South Korean police yesterday arrested a younger brother of the country’s most wanted man, a businessman linked to a ferry disaster in which hundreds of school children drowned, as authorities cast a wide net for the fugitive’s family.

Brother of Korea ferry disaster fugitive arrested

Yoo Byung-ho was arrested on suspicion of embezzlement, a prosecution official said.

Prosecutors and police are seeking Yoo Byung-un, 73, who has eluded one of the country’s biggest manhunts for more than a month. They have arrested his wife, younger sister and her husband, a former ambassador to the Czech Republic.

His younger sister and her husband, arrested on suspicion of helping Yoo evade arrest, were allowed to go home on Saturday.

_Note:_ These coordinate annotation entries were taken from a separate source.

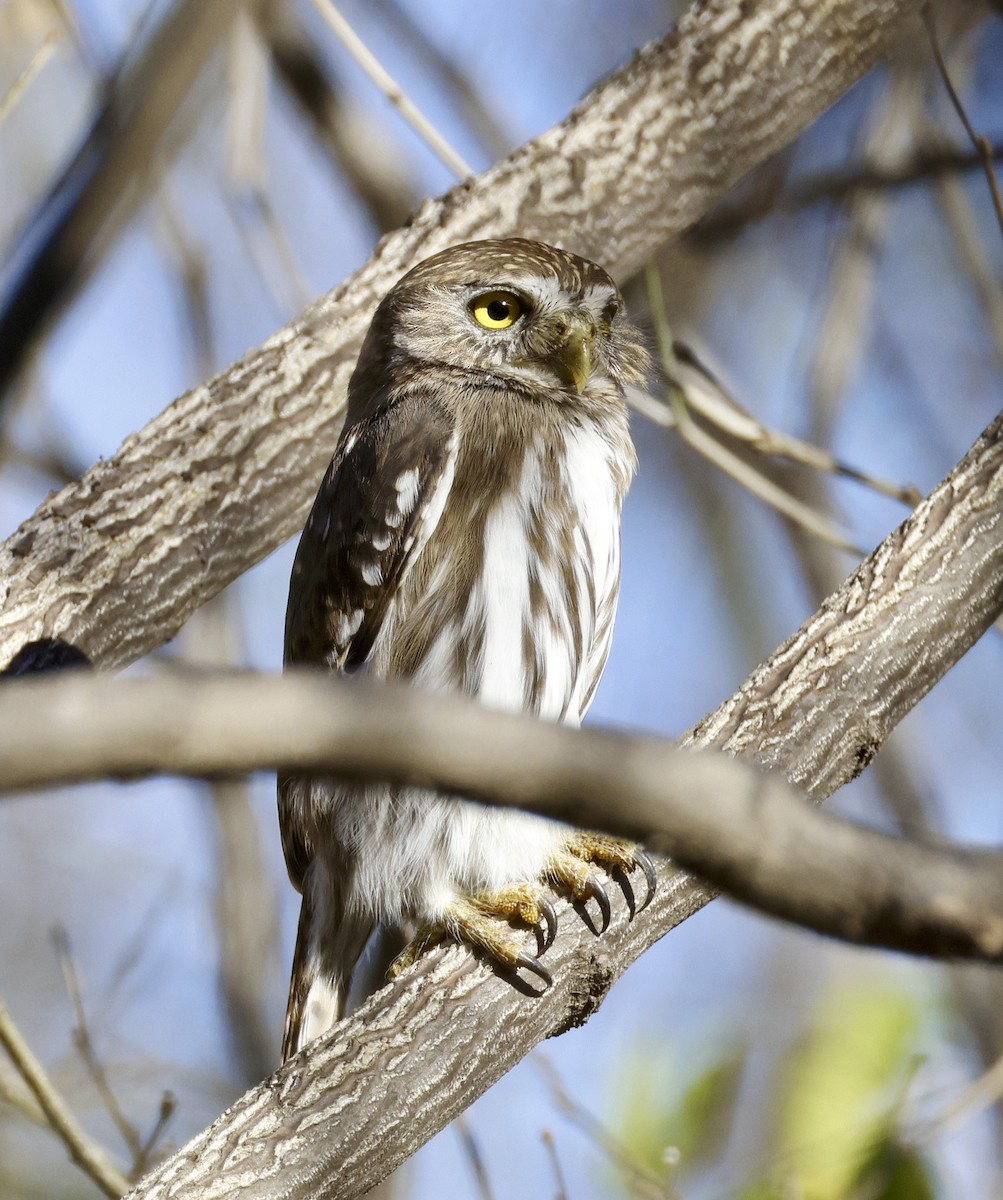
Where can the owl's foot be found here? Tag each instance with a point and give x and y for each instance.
(476, 921)
(570, 868)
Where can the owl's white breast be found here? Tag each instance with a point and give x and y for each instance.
(416, 850)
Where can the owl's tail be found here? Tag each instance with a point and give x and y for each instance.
(323, 961)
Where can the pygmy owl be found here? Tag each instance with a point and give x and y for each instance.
(466, 538)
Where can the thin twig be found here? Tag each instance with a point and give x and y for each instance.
(391, 89)
(827, 186)
(18, 1097)
(547, 1138)
(638, 1179)
(85, 1152)
(84, 1044)
(979, 141)
(715, 451)
(473, 1151)
(30, 73)
(980, 1095)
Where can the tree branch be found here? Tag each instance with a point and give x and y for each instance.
(118, 562)
(816, 712)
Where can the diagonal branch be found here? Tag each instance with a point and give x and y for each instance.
(118, 562)
(343, 1114)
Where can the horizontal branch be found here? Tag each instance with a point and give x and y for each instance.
(118, 562)
(445, 1030)
(742, 829)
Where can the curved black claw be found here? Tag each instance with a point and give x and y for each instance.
(547, 927)
(642, 861)
(535, 967)
(596, 892)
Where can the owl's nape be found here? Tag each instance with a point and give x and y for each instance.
(466, 539)
(484, 921)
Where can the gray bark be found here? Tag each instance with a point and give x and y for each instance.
(116, 563)
(352, 1107)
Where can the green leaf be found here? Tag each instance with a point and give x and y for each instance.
(840, 1089)
(653, 1116)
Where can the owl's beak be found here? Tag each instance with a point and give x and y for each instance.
(572, 358)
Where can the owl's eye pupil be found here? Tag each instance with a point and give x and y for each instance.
(499, 310)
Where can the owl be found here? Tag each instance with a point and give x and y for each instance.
(466, 539)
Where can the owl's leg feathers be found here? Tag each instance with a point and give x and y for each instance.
(570, 868)
(476, 921)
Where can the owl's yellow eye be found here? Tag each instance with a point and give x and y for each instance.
(496, 310)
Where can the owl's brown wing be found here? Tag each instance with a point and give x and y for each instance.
(379, 503)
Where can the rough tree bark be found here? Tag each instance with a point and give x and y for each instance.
(353, 1105)
(116, 563)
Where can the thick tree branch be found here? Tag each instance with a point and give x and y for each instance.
(740, 829)
(816, 712)
(118, 562)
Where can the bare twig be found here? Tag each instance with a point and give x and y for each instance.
(682, 383)
(109, 173)
(473, 1151)
(547, 1138)
(924, 163)
(391, 89)
(30, 73)
(82, 1039)
(637, 1177)
(979, 141)
(86, 1153)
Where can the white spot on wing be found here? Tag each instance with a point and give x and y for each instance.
(407, 489)
(348, 625)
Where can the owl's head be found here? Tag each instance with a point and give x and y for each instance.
(520, 311)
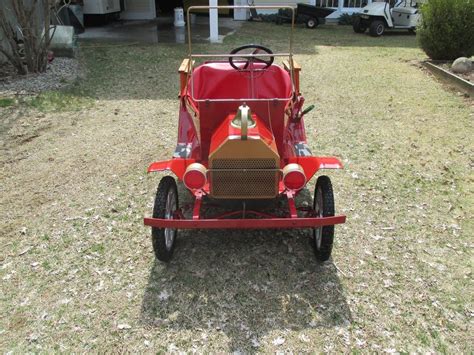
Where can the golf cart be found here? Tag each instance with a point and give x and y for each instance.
(379, 16)
(242, 149)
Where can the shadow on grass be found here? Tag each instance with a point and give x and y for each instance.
(244, 285)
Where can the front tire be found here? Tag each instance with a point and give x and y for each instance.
(166, 203)
(323, 205)
(377, 28)
(358, 26)
(312, 23)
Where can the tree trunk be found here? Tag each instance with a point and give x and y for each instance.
(27, 34)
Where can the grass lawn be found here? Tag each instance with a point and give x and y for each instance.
(77, 268)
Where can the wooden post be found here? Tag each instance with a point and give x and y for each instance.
(213, 23)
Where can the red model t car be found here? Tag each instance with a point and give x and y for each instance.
(241, 137)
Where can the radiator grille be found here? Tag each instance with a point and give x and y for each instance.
(244, 178)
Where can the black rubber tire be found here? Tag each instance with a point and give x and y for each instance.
(162, 251)
(312, 22)
(358, 27)
(324, 188)
(377, 28)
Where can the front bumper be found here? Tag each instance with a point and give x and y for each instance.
(246, 223)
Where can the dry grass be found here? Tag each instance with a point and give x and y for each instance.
(77, 268)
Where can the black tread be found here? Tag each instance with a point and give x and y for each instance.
(324, 253)
(316, 22)
(158, 234)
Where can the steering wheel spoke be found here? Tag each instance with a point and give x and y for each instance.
(233, 61)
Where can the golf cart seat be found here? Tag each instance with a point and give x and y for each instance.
(404, 10)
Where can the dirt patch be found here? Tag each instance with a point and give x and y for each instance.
(59, 73)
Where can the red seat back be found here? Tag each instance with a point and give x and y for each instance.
(219, 81)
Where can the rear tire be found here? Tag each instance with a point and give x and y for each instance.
(323, 205)
(312, 22)
(377, 28)
(358, 26)
(166, 203)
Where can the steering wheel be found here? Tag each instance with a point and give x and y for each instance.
(267, 60)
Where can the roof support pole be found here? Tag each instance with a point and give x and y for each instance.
(213, 23)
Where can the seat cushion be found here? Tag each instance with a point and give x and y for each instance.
(221, 81)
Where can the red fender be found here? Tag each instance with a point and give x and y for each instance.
(311, 165)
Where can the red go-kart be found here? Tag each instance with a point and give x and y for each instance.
(241, 138)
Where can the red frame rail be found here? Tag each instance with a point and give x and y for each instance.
(244, 223)
(223, 222)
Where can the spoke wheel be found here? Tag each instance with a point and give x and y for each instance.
(323, 205)
(166, 204)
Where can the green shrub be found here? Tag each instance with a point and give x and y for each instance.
(446, 30)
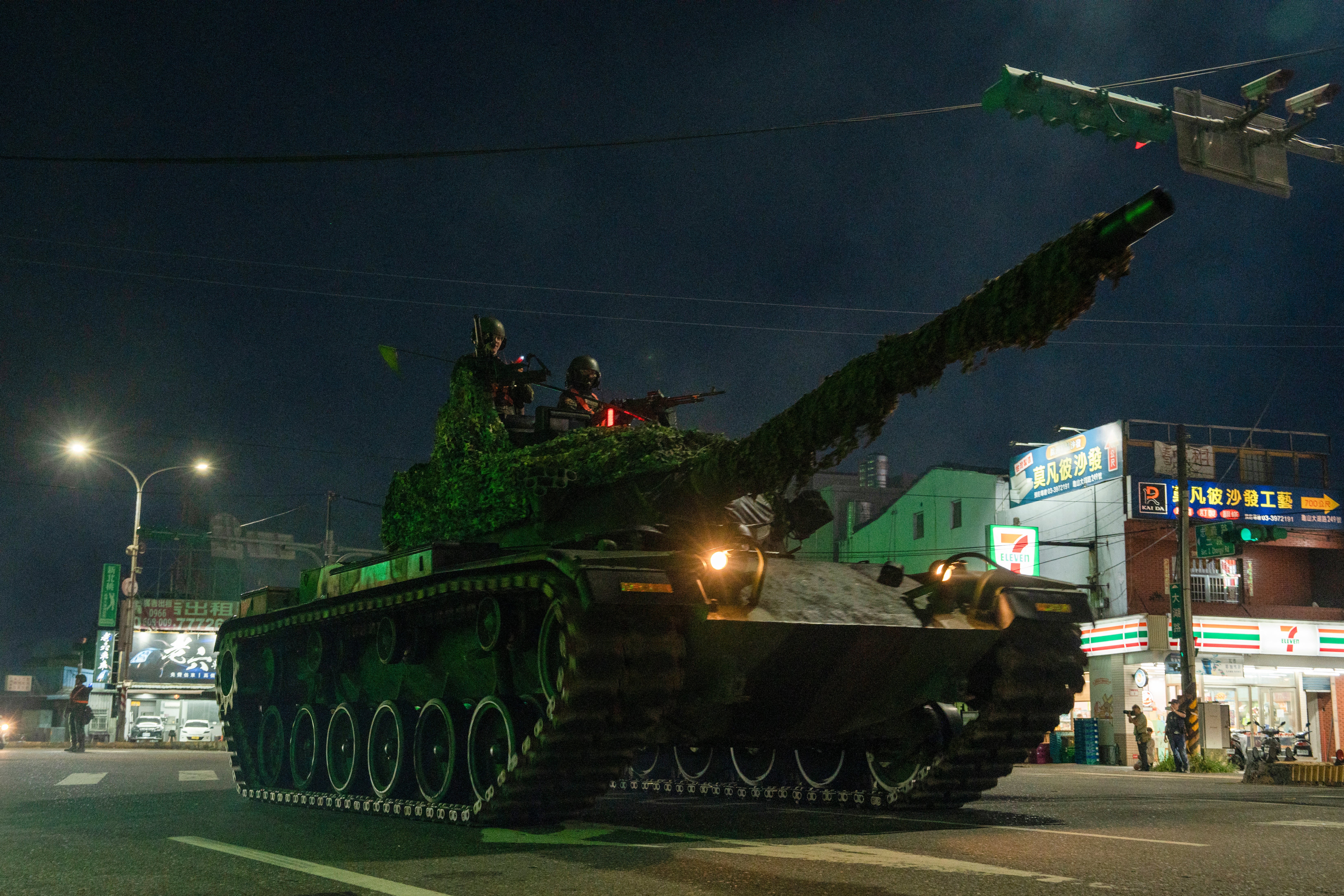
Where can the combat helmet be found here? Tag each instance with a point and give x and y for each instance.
(583, 363)
(484, 328)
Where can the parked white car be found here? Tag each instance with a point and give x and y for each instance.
(147, 729)
(195, 730)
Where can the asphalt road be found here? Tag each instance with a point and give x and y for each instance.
(104, 823)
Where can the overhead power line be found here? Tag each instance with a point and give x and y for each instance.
(607, 292)
(603, 144)
(295, 291)
(1197, 73)
(483, 151)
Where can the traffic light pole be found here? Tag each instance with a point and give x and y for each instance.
(1187, 614)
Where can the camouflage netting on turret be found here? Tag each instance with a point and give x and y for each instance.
(475, 483)
(478, 483)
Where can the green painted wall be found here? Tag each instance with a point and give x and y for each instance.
(890, 537)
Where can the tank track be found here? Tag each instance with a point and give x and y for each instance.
(1034, 674)
(621, 674)
(1037, 670)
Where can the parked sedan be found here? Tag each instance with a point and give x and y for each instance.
(194, 730)
(147, 729)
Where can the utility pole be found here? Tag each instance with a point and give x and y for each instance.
(1186, 614)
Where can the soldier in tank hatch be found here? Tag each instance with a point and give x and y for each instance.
(499, 378)
(581, 379)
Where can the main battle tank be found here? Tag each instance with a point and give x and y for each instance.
(565, 612)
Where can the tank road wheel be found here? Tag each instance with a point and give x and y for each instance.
(226, 679)
(754, 766)
(697, 764)
(345, 750)
(492, 741)
(550, 652)
(439, 754)
(652, 764)
(306, 749)
(897, 768)
(825, 768)
(271, 748)
(386, 750)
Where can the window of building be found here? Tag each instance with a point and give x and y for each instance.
(1256, 468)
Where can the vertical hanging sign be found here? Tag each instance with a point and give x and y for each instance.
(108, 598)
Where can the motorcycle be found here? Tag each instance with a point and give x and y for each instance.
(1303, 742)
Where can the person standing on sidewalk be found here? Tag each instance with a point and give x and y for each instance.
(1143, 737)
(1177, 737)
(79, 714)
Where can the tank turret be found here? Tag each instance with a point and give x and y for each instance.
(585, 484)
(565, 613)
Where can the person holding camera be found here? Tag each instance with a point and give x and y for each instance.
(79, 715)
(1143, 737)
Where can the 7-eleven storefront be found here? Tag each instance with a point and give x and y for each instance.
(1279, 672)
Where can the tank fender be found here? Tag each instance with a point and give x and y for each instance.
(640, 588)
(1048, 605)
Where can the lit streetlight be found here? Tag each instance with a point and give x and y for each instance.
(130, 586)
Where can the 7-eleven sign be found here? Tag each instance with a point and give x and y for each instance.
(1014, 547)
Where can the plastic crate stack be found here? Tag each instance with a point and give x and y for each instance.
(1087, 745)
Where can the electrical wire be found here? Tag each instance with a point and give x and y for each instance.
(636, 142)
(1197, 73)
(294, 291)
(612, 293)
(463, 154)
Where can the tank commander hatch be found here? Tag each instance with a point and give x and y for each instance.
(494, 373)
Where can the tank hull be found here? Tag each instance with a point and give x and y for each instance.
(521, 690)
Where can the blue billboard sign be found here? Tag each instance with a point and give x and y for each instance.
(1066, 465)
(1283, 506)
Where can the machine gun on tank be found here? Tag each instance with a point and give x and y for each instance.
(659, 408)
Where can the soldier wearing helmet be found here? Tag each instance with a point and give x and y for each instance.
(581, 379)
(496, 375)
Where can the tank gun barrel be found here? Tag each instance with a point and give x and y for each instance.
(1022, 307)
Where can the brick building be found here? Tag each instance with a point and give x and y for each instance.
(1269, 625)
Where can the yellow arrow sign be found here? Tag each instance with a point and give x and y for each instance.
(1324, 503)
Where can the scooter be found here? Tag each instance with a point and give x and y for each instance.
(1303, 742)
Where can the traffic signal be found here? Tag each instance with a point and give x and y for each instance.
(1256, 533)
(1088, 109)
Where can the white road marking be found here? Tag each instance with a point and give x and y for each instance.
(853, 855)
(1034, 831)
(341, 875)
(1304, 823)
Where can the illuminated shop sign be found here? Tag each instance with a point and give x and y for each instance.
(1014, 547)
(1066, 465)
(173, 658)
(1213, 502)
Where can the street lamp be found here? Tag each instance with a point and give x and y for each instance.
(130, 586)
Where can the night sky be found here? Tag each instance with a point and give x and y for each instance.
(284, 389)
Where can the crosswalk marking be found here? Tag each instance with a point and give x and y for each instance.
(855, 855)
(377, 884)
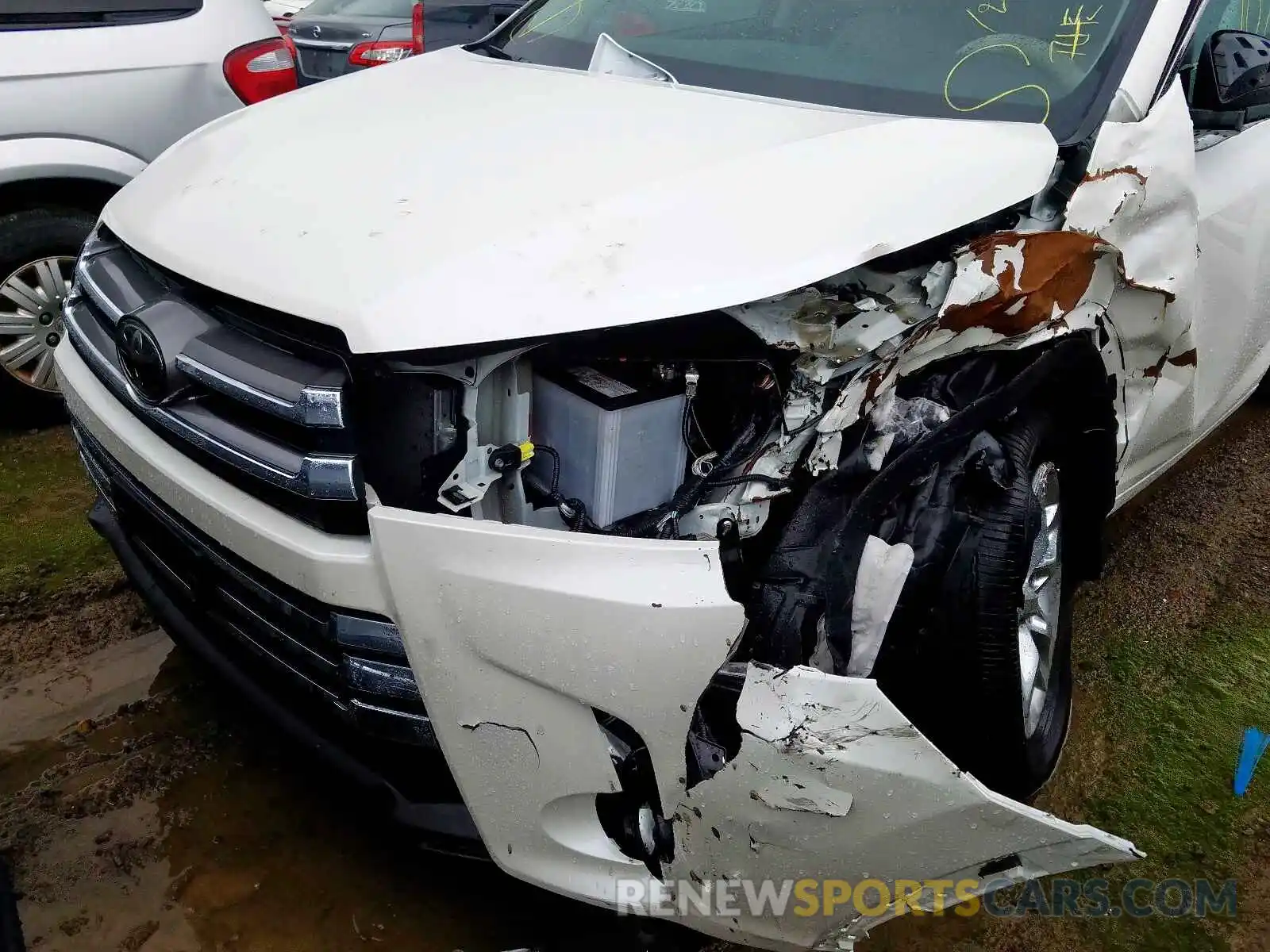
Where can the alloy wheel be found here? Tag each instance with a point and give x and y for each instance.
(31, 321)
(1043, 597)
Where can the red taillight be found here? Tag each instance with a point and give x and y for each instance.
(260, 70)
(380, 52)
(417, 27)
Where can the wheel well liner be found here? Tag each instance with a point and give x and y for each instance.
(61, 192)
(812, 571)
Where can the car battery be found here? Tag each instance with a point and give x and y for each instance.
(619, 440)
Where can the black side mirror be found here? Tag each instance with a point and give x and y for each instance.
(1233, 73)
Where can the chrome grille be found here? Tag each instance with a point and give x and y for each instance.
(267, 412)
(355, 666)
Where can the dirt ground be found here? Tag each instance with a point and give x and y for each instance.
(144, 809)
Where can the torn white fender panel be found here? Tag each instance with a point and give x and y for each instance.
(874, 801)
(1140, 197)
(879, 582)
(1124, 264)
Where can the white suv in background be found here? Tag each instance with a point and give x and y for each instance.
(90, 92)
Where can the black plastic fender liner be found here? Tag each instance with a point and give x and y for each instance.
(848, 539)
(810, 575)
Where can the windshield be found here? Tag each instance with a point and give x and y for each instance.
(1013, 60)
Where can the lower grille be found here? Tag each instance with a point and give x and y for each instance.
(353, 666)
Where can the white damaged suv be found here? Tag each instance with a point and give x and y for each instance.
(670, 455)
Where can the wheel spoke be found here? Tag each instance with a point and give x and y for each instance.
(17, 324)
(21, 352)
(50, 279)
(1041, 600)
(44, 372)
(22, 295)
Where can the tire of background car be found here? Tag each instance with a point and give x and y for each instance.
(10, 928)
(1020, 621)
(31, 323)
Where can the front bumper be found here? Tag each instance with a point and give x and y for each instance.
(518, 638)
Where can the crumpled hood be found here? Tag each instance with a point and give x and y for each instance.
(459, 200)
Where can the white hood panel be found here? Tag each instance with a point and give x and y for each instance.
(457, 200)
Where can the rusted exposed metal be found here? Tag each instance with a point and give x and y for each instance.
(1041, 276)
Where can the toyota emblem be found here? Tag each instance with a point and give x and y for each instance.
(141, 359)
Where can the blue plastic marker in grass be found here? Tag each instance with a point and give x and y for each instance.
(1255, 744)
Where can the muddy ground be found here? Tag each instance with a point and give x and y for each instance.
(145, 809)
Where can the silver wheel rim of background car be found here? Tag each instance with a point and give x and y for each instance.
(1043, 597)
(31, 321)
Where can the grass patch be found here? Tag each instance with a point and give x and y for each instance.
(46, 543)
(1176, 715)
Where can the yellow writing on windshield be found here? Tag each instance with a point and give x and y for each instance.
(986, 10)
(986, 103)
(571, 13)
(1077, 35)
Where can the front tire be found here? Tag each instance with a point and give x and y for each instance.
(37, 258)
(1000, 682)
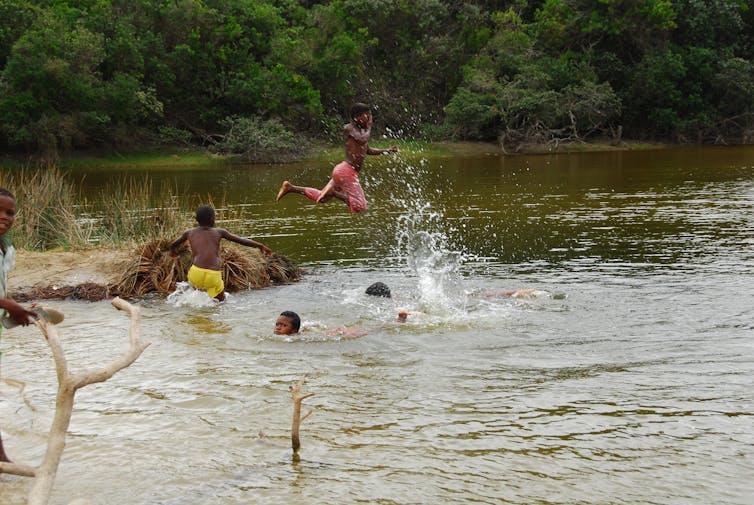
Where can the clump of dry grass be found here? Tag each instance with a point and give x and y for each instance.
(134, 211)
(155, 270)
(45, 204)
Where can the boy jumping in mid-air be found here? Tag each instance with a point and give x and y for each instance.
(344, 184)
(205, 272)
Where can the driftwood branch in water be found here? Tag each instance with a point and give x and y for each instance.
(68, 384)
(297, 417)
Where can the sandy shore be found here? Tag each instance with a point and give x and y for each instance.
(67, 268)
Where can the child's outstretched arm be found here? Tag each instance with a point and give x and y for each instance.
(389, 150)
(244, 241)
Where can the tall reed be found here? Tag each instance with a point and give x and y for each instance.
(53, 214)
(132, 211)
(46, 205)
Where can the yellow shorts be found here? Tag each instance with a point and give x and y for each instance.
(209, 280)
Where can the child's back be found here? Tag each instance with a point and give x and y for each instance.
(205, 272)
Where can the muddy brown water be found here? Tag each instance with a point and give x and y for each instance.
(628, 380)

Yoo Byung-un is wanted on charges of embezzlement, negligence and tax evasion stemming from a web of business holdings centered on I-One-I, an investment vehicle owned by his sons that ran the shipping company, Chonghaejin Marine.

Chonghaejin owned the Sewol, which sank off the southwest coast on April 16 killing more than 300 people, many of them school children, on a routine journey from Incheon on the mainland to the southern holiday island of Jeju.

The sinking of the Sewol was a disaster that prompted a national outpouring of grief and anger, especially after some crew were caught on video abandoning ship while the children, following instructions, stayed in their cabins.

Yoo’s elder brother, Yoo Byung-il, has been arrested on charges of embezzlement and violation of real estate laws. His daughter, Yoo Som-na, has been held in France after Interpol called for her arrest “for fraud and embezzlement”.

Police and prosecutors twice raided the compound of a religious sect Yoo Byung-un co-founded, using earth movers to search for tunnels, but to no avail.

Authorities have offered a half-million-dollar reward information leading to Yoo’s arrest. Lawyers for the 15 surviving crew of the Sewol, who face charges ranging from homicide to negligence, argue it was up to the Coast Guard to rescue the passengers, not them.